Editorial: World must hope Joe Biden’s ceasefire deal can end the killing in Gaza

US secretary of state Antony Blinken is once again in the Middle East looking to push for peace. Photo: Reuters

Editorial

The Byzantine complexities of the Middle East conflict are accepted, but most by now recognise that without a just solution to the Palestinian issue, there is no prospect of stability in the region.

So it will be fervently hoped that the UN Security Council’s passing of a US resolution backing president Joe Biden’s Gaza ceasefire plan marks the beginning of a constructive engagement to silence the guns and end the carnage.
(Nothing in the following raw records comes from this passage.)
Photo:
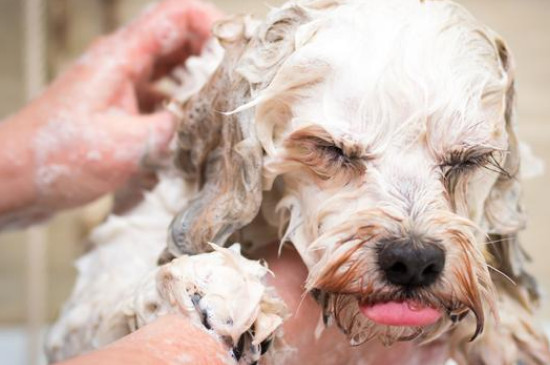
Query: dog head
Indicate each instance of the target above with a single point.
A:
(385, 130)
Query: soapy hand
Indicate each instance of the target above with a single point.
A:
(95, 126)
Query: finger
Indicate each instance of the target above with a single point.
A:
(172, 27)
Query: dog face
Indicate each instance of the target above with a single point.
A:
(386, 129)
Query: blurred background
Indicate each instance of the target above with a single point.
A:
(39, 38)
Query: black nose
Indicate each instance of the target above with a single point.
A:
(411, 265)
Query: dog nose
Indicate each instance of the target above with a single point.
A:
(410, 265)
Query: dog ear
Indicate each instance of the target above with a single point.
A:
(503, 209)
(218, 151)
(218, 148)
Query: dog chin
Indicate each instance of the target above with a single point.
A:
(387, 321)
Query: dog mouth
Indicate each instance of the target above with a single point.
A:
(407, 313)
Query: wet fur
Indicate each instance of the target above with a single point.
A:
(252, 128)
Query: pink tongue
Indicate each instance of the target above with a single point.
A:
(406, 313)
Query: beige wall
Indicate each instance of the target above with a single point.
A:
(523, 23)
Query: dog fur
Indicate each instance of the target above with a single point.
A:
(346, 124)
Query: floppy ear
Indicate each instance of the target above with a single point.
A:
(218, 147)
(219, 152)
(503, 209)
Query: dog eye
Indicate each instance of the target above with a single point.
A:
(461, 162)
(333, 150)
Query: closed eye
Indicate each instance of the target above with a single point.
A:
(463, 161)
(318, 150)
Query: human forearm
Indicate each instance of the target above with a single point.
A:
(171, 339)
(17, 183)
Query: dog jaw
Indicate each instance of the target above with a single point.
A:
(366, 143)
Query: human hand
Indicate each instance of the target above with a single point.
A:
(88, 133)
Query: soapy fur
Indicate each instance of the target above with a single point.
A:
(340, 123)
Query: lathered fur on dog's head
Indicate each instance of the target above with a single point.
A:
(370, 121)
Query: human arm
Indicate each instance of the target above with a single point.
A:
(95, 126)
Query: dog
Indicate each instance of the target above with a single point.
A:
(375, 136)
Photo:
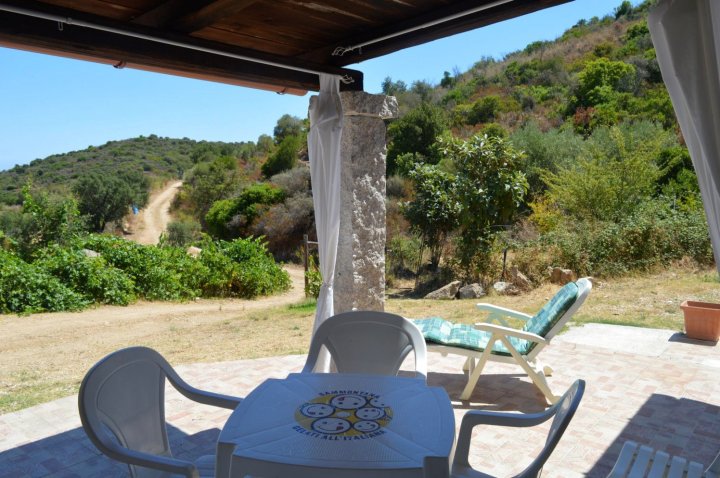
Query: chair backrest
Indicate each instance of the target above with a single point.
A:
(564, 410)
(369, 342)
(122, 400)
(558, 311)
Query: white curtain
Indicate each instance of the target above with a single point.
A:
(326, 121)
(686, 35)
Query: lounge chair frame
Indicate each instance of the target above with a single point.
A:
(501, 331)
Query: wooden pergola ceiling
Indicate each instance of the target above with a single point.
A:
(219, 40)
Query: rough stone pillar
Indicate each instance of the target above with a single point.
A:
(360, 266)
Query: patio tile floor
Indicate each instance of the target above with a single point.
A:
(651, 386)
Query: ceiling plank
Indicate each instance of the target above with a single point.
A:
(463, 24)
(210, 14)
(35, 33)
(168, 11)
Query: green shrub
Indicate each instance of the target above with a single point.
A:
(241, 268)
(92, 277)
(156, 271)
(313, 279)
(183, 233)
(653, 236)
(26, 289)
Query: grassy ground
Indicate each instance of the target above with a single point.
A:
(38, 363)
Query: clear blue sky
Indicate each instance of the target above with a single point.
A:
(55, 105)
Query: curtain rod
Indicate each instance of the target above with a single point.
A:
(341, 50)
(347, 79)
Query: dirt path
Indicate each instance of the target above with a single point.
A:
(44, 356)
(153, 220)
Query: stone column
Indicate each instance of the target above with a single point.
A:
(360, 266)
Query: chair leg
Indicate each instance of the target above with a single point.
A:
(474, 374)
(538, 377)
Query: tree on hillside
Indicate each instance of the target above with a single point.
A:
(490, 189)
(210, 182)
(288, 125)
(285, 157)
(433, 212)
(106, 198)
(416, 133)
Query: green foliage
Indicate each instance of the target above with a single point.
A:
(45, 220)
(241, 268)
(392, 88)
(108, 198)
(490, 187)
(246, 207)
(546, 152)
(654, 235)
(183, 233)
(484, 110)
(26, 289)
(313, 278)
(288, 125)
(612, 176)
(433, 213)
(285, 157)
(211, 181)
(159, 273)
(416, 133)
(91, 277)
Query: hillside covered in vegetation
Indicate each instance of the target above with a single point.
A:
(566, 153)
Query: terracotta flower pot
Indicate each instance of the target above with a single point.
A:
(702, 320)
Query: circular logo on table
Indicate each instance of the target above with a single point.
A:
(343, 415)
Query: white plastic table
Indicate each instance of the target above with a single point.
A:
(339, 425)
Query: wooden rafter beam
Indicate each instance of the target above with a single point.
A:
(424, 35)
(29, 33)
(168, 11)
(210, 14)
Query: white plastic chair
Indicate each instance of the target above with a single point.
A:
(122, 410)
(501, 333)
(369, 342)
(639, 461)
(562, 412)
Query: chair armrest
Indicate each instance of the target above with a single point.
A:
(204, 397)
(156, 462)
(496, 310)
(474, 418)
(509, 331)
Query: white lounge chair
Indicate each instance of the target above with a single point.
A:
(501, 343)
(122, 410)
(639, 461)
(561, 413)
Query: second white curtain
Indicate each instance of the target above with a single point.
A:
(326, 120)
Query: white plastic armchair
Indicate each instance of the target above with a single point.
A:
(122, 410)
(561, 413)
(369, 342)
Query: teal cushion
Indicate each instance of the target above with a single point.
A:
(543, 321)
(440, 331)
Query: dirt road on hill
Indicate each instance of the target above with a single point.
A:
(152, 221)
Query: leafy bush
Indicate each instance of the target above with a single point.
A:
(156, 271)
(285, 157)
(91, 277)
(242, 210)
(183, 233)
(313, 279)
(654, 235)
(26, 288)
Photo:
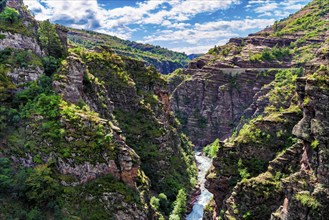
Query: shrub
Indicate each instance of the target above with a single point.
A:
(307, 200)
(179, 206)
(9, 14)
(211, 149)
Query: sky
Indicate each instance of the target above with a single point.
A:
(190, 26)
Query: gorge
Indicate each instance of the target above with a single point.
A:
(95, 127)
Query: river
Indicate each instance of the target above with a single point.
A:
(204, 164)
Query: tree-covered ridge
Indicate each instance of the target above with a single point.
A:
(293, 41)
(85, 132)
(163, 59)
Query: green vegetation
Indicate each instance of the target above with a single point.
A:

Hundreds of billions of dollars have been poured into defence and offence in the area. But perversely, as the deaths mounted, the urgency of opening up a front to pursue a permanent end to hostilities appeared to have become ever more lost in the deepening fog of war. So Washington’s initiative to increase pressure on Israel and Hamas to end the fighting must be the turning point the people of the region desperately deserve.

Objectives that negate terrorism, end the mass destruction and desolation, and embrace a two-state solution have to be hammered out.

Each delay brings new horrors. The UN human rights office has announced it is “profoundly shocked” at the impact on civilians of the Israeli operation to rescue hostages held by Hamas. The action “seriously calls into question whether the principles of distinction, proportionality and precaution… were respected” and could amount to war crimes, it said.

Palestinian health officials claim hundreds of people were killed in the densely populated Nuseirat refugee camp on Saturday. Israel’s military said fewer than 100 were killed. It cannot be disputed that too many innocent lives were lost.

A second phase of the US plan would lead, “upon agreement of the parties”, to a permanent ceasefire; the release of the remaining hostages; and the full withdrawal of Israeli forces from Gaza.

Hamas has signalled it accepts the ceasefire resolution and is ready to negotiate over details. Tel Aviv has also sent positive messages. Formal agreement by either side is still awaited.

US secretary of state Antony Blinken – on his eighth visit to the region since October – is hoping this could be the breakthrough. But the resignation of the more moderate Israeli opposition leader Benny Gantz from the war cabinet of prime minister Benjamin Netanyahu has not helped. He had become Washington’s point man, and was pressing for new elections.

Either way, Biden has clearly concluded the time to end the war has come. The indiscriminate carnage – and accusations of dual standards in calling for peace while also being Israel’s biggest supplier of arms – are hurting him domestically and internationally.

If hostilities continue, at least a million Palestinians are at risk of starvation by the middle of next month, the UN has warned. At least 37,124 people have been killed and 84,712 injured in Gaza since last October.

Accurate death toll figures are hard to ascertain in any war zone. But no one can argue that the immense human suffering is unconscionable. Ending the killing is the only goal that matters.